The [issue](https://github.com/taglib/taglib/issues/651) mentions that
changing the default parameter for `value` to an empty string would
change the behaviour of the method. Suddenly, `removeField("TITLE")`
would only remove `TITLE` entries if they matched the empty string -
leaving everything else intact.
Sounds like we found our culprit. But didn't the issue say that they
would not make this change? What gives?
## Enter GDB
At this point I started doubting the correctness of five year old issue
comments, and decided to have a look at things myself. Thankfully,
Gentoo makes it very easy to add debugging information to packages and
have the source code installed alongside binaries and library files. A
single addition to `/etc/portage/package.env` later and I was debugging
`removeField` in `gdb(1)`.
Stepping ahead to [where the method
checks](https://github.com/taglib/taglib/blob/84e3582332eb593497912d055f15827a57815478/taglib/ogg/xiphcomment.cpp#L267)
whether `value` is null or not, I printed its contents:
```
(gdb) p value
$1 = (const TagLib::String &) @0x7fffffffc240: {
_vptr.String = 0x7ffff5be83b8 <vtable for TagLib::String+16>, static null = {
_vptr.String = 0x7ffff5be83b8 <vtable for TagLib::String+16>,
static null = <same as static member of an already seen type>,
static WCharByteOrder = TagLib::String::UTF16LE, d = 0x5555559a95c0},
static WCharByteOrder = TagLib::String::UTF16LE, d = 0x555555b9f700}
```
Ah, like any good project, `taglib` is using a custom string type. Let's convert it to a C
string:
```
(gdb) print value.toCString(false)
$5 = 0x555555b9f740 ""
```
And there it was. `taglib` indeed was using an empty string (and not
`null`) as the default for `value` in `removeField`.
## Closing Blame
One question remained: Why was this changed after all? It seemed pretty
clear back then that the developers did not want to break the API.
Perhaps there was a different bug at work here?
As I had learnt earlier, the default value for a parameter is found in
the header file, so I used `git-blame(1)` to find commits that introduced
changes to the prototype. Surprisingly, what I found was a very [recent
change](https://github.com/taglib/taglib/commit/c05fa78406fd8ce7382a11c1f63a17c4bfbe83fa#diff-b48915d5a31d8a598dc1f3e92810bbd1L189)
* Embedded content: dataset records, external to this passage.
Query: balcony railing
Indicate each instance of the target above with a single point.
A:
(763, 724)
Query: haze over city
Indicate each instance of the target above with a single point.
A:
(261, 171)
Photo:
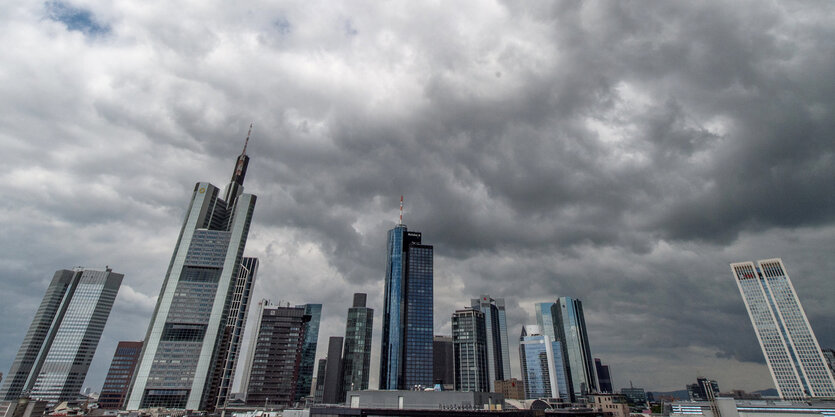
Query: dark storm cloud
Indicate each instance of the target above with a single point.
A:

from September that added actual deprecation warnings... and
quietly changed `String::null` to `String()`. I was not able to find a
reason for this; to my knowledge, no commit or issue mentions this
change.
So in the end, whilst wanting to keep up API promises, the behaviour of
an already deprecated method was changed in what can only be called the
"development branch" of the project, and it hit me because Gentoo
decided that it was a good idea to use work-in-progress code as a stable
candidate for a package.
Around the time I discovered this, someone else had already opened an
[issue](https://github.com/ncmpcpp/ncmpcpp/issues/371) on GitHub. I
shared my findings and later opened a [pull
request](https://github.com/ncmpcpp/ncmpcpp/pull/373). I am pondering
bringing this to the package maintainer's attention, but am not
confident it will result in any positive change.